Awareness is the gift of great writers to those who would come after them. Writers we never meet nevertheless become our companions on the journey of life. The insights of good writers become beacons to their readers. I collect them in great numbers.
But don’t be fooled: writing is not really about words at all, beautiful as they may be, elegant as they may seem, demanding as the writer’s talent is in capturing our attention. No amount of words without meaning, no number of details without the power to stretch our worldview, our sensitivities, can really be called “writing.”
No, writing is about ideas. It’s about what’s rumbling around in the writer’s sharing of their own personal insights that seed in a reader a whole new consciousness of what it really means to be alive.
The simple record of an experience is not what makes for great writing. The log of a person’s trip up a mountain, for instance, may be interesting but not necessarily soul-shaping. It is the distillation of the climber’s experiences that brings us to confront our own understandings, to examine their depth, to challenge their quality and caliber. It’s the writer who opens our minds to hear the heartbeat of the world that makes writing the sacrament of insight.
Then, when we ourselves come to that moment on the mountain of life that demands all our attention, requires all our strength, confronts all our own expectations, we find in ourselves an icon to guide us.
What good writers bring to the exposure of the mundane grows us all, enables us all to see our own world differently.
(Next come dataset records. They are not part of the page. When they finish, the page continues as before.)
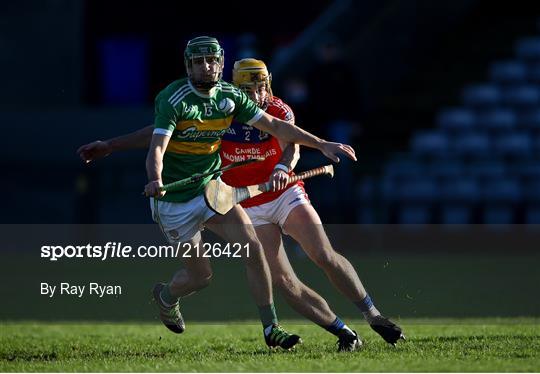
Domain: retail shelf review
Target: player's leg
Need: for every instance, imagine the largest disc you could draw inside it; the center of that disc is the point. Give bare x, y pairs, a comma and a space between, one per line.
236, 227
180, 223
305, 226
299, 296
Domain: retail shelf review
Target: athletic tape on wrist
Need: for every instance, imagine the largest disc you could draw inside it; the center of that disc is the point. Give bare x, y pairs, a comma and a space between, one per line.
281, 167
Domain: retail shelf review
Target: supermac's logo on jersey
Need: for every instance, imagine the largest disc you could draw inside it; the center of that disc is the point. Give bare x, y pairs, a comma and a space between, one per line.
191, 108
193, 133
226, 106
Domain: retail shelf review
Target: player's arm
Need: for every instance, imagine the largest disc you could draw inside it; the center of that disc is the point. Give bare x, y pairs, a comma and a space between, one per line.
154, 165
290, 133
99, 149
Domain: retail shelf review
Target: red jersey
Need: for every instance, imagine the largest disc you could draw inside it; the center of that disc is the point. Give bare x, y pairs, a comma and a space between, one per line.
242, 142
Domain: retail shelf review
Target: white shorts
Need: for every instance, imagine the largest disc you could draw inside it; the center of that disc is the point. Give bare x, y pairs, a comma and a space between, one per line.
181, 222
277, 211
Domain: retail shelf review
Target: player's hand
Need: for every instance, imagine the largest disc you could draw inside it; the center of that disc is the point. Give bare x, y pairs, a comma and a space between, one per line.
92, 151
331, 150
279, 179
152, 189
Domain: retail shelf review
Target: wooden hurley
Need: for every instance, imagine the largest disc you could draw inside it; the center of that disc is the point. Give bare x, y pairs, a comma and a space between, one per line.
221, 197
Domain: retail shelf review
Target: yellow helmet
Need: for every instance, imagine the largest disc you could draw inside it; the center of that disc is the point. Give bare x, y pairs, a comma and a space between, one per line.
250, 72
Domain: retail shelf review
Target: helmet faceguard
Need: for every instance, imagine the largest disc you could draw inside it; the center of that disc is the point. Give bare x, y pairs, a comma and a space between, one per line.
204, 50
249, 74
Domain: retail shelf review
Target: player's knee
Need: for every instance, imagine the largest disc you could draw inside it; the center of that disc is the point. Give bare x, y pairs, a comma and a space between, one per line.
325, 258
286, 283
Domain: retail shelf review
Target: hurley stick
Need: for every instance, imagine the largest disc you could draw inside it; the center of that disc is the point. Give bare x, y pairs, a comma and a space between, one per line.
197, 177
221, 197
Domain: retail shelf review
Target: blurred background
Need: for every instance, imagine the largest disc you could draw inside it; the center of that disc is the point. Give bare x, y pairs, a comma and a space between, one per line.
440, 100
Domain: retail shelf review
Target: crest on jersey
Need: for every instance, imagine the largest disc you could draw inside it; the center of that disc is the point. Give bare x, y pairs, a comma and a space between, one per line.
226, 106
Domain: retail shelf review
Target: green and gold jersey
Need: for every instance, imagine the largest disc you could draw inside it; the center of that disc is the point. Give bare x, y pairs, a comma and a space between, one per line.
196, 123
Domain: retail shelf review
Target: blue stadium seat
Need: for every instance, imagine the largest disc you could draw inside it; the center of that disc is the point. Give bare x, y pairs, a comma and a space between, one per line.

They lead us down new paths of thought, open new possibilities, challenge what we have too easily taken for granted.
It is, in other words, finding the writer who opens us to the great insights of life, who opens us to ourselves, and stretches us beyond data to meaning.
Good writing demands good readers. Great personal growth requires the inquiring mind.
All religious traditions, therefore, call for serious personal attention to the great wisdom of the past, the writings that have lasted through time, that is borne from the heart of one generation to another through the discipline of sacred reading.